Hello! I have this (simplified version) code:

grads = {}
def save_grad(name):
    def hook(grad):
        grads[name] = grad
    return hook

class SimpleNet(nn.Module):
    def __init__(self):
        super().__init__()
        self.linear1 = nn.Linear(2, 1,  bias=False)
        self.linear2 = nn.Linear(1, 2,  bias=False)
            
    def forward(self, x):
        z = self.linear1(x)
        y_pred = self.linear2(z)

        return y_pred, z

for epoch in range(1000):
    model.train()
    for i, dt in enumerate(data.trn_dl):
        optimizer.zero_grad()
        output = model(dt[0])
        
        output[1].register_hook(save_grad('z_x_hat'))
        output[0][0].backward(retain_graph=True)
        z_x_hat = grads['z_x_hat']
        
        output[1].register_hook(save_grad('z_y_hat'))
        output[0][1].backward(retain_graph=True)
        z_y_hat = grads['z_y_hat']
        
        z_x_hat.requires_grad = True
        z_y_hat.requires_grad = True
                                     
        loss = abs(torch.sqrt(z_x_hat**2+z_y_hat**2)-1)
        print(z_x_hat,z_y_hat,loss)
        loss.backward()
        
        optimizer.step()

So my network has 2 outputs (x_hat, y_hat) and I want the loss function to be given by the derivative of the outputs with respect to the value of z (I need this as part of something more complex for the actual project, but this is the part where I am stuck).
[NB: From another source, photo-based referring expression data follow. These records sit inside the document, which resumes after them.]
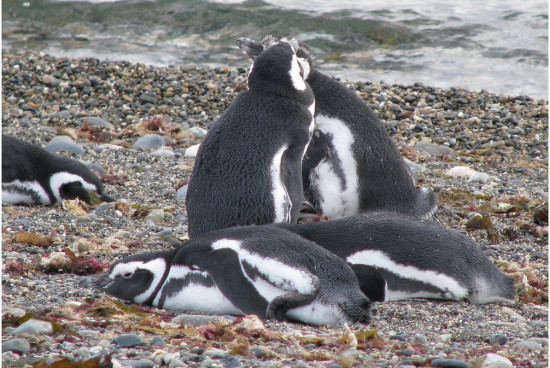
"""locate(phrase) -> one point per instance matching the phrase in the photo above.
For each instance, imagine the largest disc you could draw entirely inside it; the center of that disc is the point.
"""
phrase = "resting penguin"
(417, 258)
(352, 165)
(260, 270)
(248, 168)
(32, 175)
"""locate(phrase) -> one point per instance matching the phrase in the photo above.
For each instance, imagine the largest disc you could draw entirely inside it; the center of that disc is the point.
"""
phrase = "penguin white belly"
(337, 200)
(29, 192)
(450, 287)
(316, 313)
(281, 199)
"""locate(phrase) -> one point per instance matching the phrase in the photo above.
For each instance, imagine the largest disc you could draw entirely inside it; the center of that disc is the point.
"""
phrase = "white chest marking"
(156, 267)
(281, 199)
(450, 287)
(336, 201)
(15, 192)
(196, 297)
(295, 76)
(60, 178)
(278, 275)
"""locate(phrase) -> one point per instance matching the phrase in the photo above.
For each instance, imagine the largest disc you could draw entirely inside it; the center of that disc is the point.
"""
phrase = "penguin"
(32, 175)
(248, 167)
(260, 270)
(352, 165)
(417, 258)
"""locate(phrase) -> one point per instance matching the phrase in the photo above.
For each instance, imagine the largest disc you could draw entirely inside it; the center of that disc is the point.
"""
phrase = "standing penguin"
(352, 165)
(260, 270)
(32, 175)
(248, 168)
(417, 258)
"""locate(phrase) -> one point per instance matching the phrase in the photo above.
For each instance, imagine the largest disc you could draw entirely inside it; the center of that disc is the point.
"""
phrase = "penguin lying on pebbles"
(352, 165)
(417, 258)
(248, 168)
(32, 175)
(260, 270)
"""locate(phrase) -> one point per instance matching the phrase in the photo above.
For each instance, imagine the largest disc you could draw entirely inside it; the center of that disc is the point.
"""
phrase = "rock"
(499, 339)
(192, 151)
(448, 363)
(64, 144)
(95, 122)
(128, 340)
(181, 193)
(149, 142)
(34, 326)
(197, 132)
(18, 345)
(431, 149)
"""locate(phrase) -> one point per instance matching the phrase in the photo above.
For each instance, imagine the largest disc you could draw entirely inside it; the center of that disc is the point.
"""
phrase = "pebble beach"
(138, 127)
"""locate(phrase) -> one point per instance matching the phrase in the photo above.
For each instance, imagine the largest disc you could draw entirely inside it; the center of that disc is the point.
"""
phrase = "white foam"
(156, 267)
(14, 192)
(278, 274)
(450, 287)
(281, 199)
(337, 202)
(59, 179)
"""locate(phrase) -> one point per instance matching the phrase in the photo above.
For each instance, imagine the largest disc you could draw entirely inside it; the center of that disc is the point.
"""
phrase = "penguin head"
(278, 65)
(137, 278)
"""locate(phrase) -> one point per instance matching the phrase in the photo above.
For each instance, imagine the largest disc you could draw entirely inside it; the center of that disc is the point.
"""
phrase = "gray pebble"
(64, 145)
(95, 122)
(149, 141)
(499, 339)
(181, 193)
(449, 363)
(21, 346)
(34, 326)
(128, 340)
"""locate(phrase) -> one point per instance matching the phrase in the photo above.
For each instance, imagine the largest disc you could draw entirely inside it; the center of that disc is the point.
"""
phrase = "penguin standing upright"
(352, 165)
(32, 175)
(248, 168)
(260, 270)
(417, 258)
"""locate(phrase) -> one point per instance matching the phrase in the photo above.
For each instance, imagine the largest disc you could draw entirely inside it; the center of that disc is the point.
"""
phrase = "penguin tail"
(425, 203)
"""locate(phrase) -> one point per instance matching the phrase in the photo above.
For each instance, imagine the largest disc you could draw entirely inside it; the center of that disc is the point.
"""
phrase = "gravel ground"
(484, 154)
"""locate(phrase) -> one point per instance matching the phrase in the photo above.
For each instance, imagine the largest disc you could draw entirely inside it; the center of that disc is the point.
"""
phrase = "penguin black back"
(30, 174)
(248, 168)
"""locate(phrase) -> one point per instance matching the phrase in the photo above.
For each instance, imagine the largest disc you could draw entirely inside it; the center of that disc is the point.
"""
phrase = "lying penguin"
(260, 270)
(351, 166)
(417, 258)
(32, 175)
(248, 168)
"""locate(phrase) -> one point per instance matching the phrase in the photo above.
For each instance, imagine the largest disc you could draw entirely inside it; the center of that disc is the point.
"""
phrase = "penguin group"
(294, 135)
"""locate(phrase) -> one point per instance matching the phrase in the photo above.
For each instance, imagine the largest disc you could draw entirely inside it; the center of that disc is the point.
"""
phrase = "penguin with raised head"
(260, 270)
(417, 258)
(352, 165)
(32, 175)
(248, 167)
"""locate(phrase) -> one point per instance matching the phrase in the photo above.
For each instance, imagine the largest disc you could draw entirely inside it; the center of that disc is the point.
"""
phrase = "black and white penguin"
(351, 166)
(260, 270)
(248, 167)
(417, 258)
(32, 175)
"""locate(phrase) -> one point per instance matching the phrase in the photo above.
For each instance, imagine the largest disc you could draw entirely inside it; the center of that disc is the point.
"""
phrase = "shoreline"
(503, 138)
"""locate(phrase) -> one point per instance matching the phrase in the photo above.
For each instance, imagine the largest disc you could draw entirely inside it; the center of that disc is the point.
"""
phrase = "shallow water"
(500, 46)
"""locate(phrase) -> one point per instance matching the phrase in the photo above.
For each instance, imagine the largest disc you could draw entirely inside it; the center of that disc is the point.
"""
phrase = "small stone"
(18, 345)
(192, 151)
(34, 326)
(128, 340)
(149, 142)
(499, 339)
(449, 363)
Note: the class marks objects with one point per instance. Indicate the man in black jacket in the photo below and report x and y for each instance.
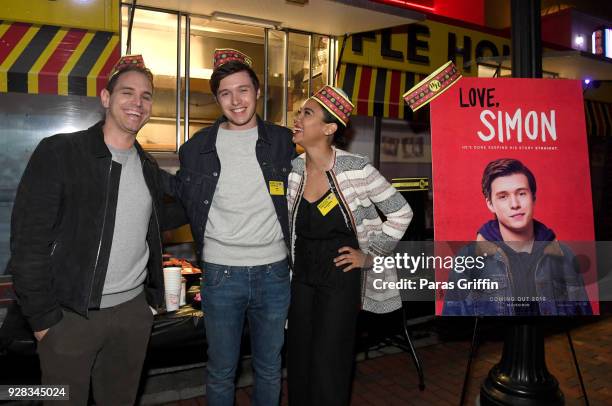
(86, 246)
(232, 182)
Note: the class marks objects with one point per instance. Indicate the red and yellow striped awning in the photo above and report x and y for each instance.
(378, 91)
(598, 118)
(55, 60)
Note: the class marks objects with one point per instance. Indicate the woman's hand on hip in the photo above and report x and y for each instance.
(350, 258)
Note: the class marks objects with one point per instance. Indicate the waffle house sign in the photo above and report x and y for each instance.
(423, 46)
(378, 67)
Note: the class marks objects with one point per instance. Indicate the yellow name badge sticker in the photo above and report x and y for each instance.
(277, 188)
(327, 204)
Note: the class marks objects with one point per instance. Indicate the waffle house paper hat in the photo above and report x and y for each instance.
(432, 86)
(225, 55)
(336, 102)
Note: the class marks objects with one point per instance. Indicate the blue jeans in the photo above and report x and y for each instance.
(229, 293)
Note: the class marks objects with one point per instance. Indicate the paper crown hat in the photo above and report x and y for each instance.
(432, 86)
(128, 61)
(336, 102)
(225, 55)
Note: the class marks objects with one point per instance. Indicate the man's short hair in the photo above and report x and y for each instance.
(230, 68)
(505, 167)
(110, 86)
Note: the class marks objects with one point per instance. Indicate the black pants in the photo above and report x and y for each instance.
(107, 349)
(321, 340)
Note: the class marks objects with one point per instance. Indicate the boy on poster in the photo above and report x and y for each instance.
(495, 143)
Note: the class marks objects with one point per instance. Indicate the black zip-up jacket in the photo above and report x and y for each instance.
(63, 222)
(196, 181)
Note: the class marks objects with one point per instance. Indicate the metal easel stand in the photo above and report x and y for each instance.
(553, 385)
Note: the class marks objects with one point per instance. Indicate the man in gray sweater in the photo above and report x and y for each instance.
(233, 182)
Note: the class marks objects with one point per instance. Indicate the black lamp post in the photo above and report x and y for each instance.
(521, 377)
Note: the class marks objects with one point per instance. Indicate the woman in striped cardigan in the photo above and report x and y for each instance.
(335, 233)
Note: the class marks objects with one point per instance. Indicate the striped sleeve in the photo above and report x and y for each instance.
(393, 205)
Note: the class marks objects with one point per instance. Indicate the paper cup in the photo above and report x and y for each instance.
(182, 300)
(172, 285)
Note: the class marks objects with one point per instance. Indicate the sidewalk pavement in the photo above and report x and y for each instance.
(392, 379)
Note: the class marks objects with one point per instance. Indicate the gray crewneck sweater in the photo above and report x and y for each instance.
(127, 265)
(242, 227)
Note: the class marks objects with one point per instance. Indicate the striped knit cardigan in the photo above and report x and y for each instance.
(358, 186)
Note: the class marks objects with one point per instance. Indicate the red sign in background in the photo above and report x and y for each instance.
(537, 121)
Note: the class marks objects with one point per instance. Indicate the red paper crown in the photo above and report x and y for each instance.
(127, 61)
(225, 55)
(432, 86)
(336, 102)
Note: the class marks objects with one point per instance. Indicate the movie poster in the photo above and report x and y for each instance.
(485, 132)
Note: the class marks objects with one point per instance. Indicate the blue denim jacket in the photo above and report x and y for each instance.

In this simple case, the derivatives are just the value of the weights from z to x_hat and z to y_hat (in the real case is the product of all the partial derivatives from x_hat to z). Using the code above:

output[1].register_hook(save_grad('z_x_hat'))
output[0][0].backward(retain_graph=True)
z_x_hat = grads['z_x_hat']

I am able to get the value of this derivative (and hence the weight), but the problem is that I need to use retain_graph=True in order to do that, and that screws up my whole backprop, as I want to optimize the network using backprop only on the loss at the end, not on these intermediate calls. Can someone help me with this? Thank you!